There are so many choices to be taken before a print is done. Often I spend days just preparing bits and pieces of Japanese papers to be used for chine collé, without using them…until later.
I paint, twist and fold, or I punch and burn them. Sometimes I can tell immediately that this little piece is just what I need to give a plate a new approach. Or I see that what I needed was a plain paper, and my new stuff is left in the stack – for later. Quite a few years ago I made some suminagashi sheets. I really liked them, but I had no plan for them. Just enjoyed them every now and then when opening the drawer. Till now.
A couple of weeks ago I was working with different plate combinations, and ended up with the two used in this print. But I needed something more. It is like an orchestra, and you need an instrument floating in the background, communicating with the rest, and binding the work together. I needed my suminagashi papers!

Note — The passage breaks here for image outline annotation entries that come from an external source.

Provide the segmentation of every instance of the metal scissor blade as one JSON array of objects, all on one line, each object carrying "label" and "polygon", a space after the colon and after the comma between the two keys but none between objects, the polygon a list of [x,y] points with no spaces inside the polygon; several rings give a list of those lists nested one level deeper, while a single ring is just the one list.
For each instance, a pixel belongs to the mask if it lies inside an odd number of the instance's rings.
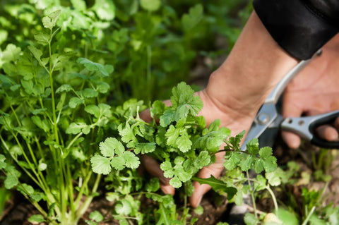
[{"label": "metal scissor blade", "polygon": [[275,104],[264,104],[258,111],[256,118],[246,136],[241,147],[242,151],[246,150],[246,145],[252,139],[258,138],[276,119],[278,116]]}]

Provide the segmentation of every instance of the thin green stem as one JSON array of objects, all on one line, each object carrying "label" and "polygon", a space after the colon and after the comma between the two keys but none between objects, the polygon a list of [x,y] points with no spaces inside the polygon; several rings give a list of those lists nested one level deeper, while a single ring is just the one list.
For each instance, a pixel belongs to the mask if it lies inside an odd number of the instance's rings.
[{"label": "thin green stem", "polygon": [[[52,29],[51,29],[51,41],[52,41]],[[49,54],[49,83],[51,85],[51,95],[52,95],[52,109],[53,111],[53,126],[54,126],[54,138],[55,142],[59,145],[59,134],[58,134],[58,126],[56,123],[56,111],[55,108],[55,97],[54,97],[54,80],[52,76],[52,47],[51,47],[51,41],[48,42],[48,49]]]},{"label": "thin green stem", "polygon": [[76,221],[78,221],[82,215],[86,212],[87,209],[90,206],[90,202],[93,200],[93,193],[95,193],[97,190],[97,187],[99,186],[99,183],[101,179],[101,174],[97,176],[97,178],[95,179],[95,182],[94,183],[93,188],[92,188],[91,195],[87,197],[87,199],[83,202],[83,205],[79,209],[77,213],[77,217],[76,217]]},{"label": "thin green stem", "polygon": [[253,209],[254,209],[254,216],[256,217],[256,219],[258,219],[258,213],[256,212],[256,198],[254,197],[254,188],[251,184],[251,178],[249,178],[249,171],[246,171],[246,176],[247,176],[247,181],[249,182],[249,185],[251,187],[251,190],[249,191],[249,193],[251,195],[251,198],[252,200],[252,205],[253,205]]},{"label": "thin green stem", "polygon": [[21,126],[21,123],[20,122],[19,118],[18,117],[18,115],[16,114],[16,111],[14,110],[14,109],[13,109],[12,104],[9,104],[9,106],[11,107],[11,109],[13,111],[13,114],[14,114],[14,116],[16,117],[16,121],[18,122],[18,124],[19,125],[19,126]]},{"label": "thin green stem", "polygon": [[311,218],[311,216],[313,214],[314,212],[314,210],[316,209],[316,207],[314,206],[312,209],[311,209],[311,212],[307,214],[307,217],[306,217],[305,220],[302,223],[302,225],[307,225],[307,223],[309,222],[309,219]]},{"label": "thin green stem", "polygon": [[275,209],[275,211],[278,212],[278,202],[277,202],[277,199],[275,198],[275,195],[274,195],[273,191],[272,190],[272,189],[270,189],[269,186],[266,186],[266,190],[270,193],[270,196],[272,197],[272,200],[273,200],[274,207]]}]

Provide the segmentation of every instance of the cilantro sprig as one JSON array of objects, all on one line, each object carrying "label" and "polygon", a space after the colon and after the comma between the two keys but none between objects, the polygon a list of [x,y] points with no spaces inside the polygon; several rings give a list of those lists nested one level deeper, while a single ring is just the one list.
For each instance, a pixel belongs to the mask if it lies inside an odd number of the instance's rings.
[{"label": "cilantro sprig", "polygon": [[[148,154],[160,162],[164,176],[178,188],[203,166],[214,162],[214,154],[230,136],[230,130],[220,128],[220,120],[206,126],[204,118],[197,116],[203,102],[185,83],[173,87],[172,93],[170,106],[160,101],[152,104],[150,111],[153,120],[150,123],[140,119],[137,112],[120,115],[125,121],[118,126],[119,140],[109,138],[101,142],[101,155],[91,159],[94,172],[107,174],[112,169],[133,168],[139,163],[134,154]],[[109,154],[103,146],[111,150]],[[131,158],[122,159],[119,154],[112,153],[118,149],[128,152]]]}]

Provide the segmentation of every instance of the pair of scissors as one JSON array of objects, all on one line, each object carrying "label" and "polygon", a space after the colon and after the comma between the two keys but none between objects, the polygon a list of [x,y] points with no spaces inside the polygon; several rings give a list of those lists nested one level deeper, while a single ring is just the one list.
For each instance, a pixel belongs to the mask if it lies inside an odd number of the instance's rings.
[{"label": "pair of scissors", "polygon": [[275,86],[256,114],[256,116],[242,146],[242,150],[246,150],[246,143],[254,138],[259,138],[266,129],[276,128],[292,131],[318,147],[339,149],[339,141],[326,141],[319,138],[315,133],[315,129],[319,126],[333,123],[335,118],[339,116],[339,110],[314,116],[283,118],[278,113],[275,107],[281,94],[292,78],[314,58],[321,54],[321,50],[319,50],[311,59],[301,61]]}]

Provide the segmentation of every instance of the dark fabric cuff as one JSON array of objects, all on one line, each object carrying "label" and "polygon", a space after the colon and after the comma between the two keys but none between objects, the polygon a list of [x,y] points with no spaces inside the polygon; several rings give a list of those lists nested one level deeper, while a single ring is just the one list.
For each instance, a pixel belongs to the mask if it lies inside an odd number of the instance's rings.
[{"label": "dark fabric cuff", "polygon": [[339,31],[303,0],[254,0],[256,13],[272,37],[288,54],[308,59]]}]

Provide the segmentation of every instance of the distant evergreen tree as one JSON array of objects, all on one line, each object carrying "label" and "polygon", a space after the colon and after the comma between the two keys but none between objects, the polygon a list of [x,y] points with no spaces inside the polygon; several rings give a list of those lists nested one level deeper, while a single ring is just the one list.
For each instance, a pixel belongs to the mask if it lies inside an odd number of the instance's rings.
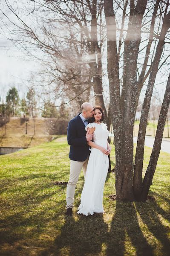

The great thing when working with drypoint on transparent plastic sheets is that after inking the plates I can actually see how the chine collé will fit in.
Suminagashi or “floating ink” is a Japanese paper marbling technique, dating back to the 12th century. By use of only water and ink you can make colourful, vibrant patterns. When participating in a “Paper and Book” workshop in 1991, I learned this technique. “Just let the brush kiss the surface of the water” was the main instruction.
The marbling can be done in one go, or by adding layers of colours, like in a print.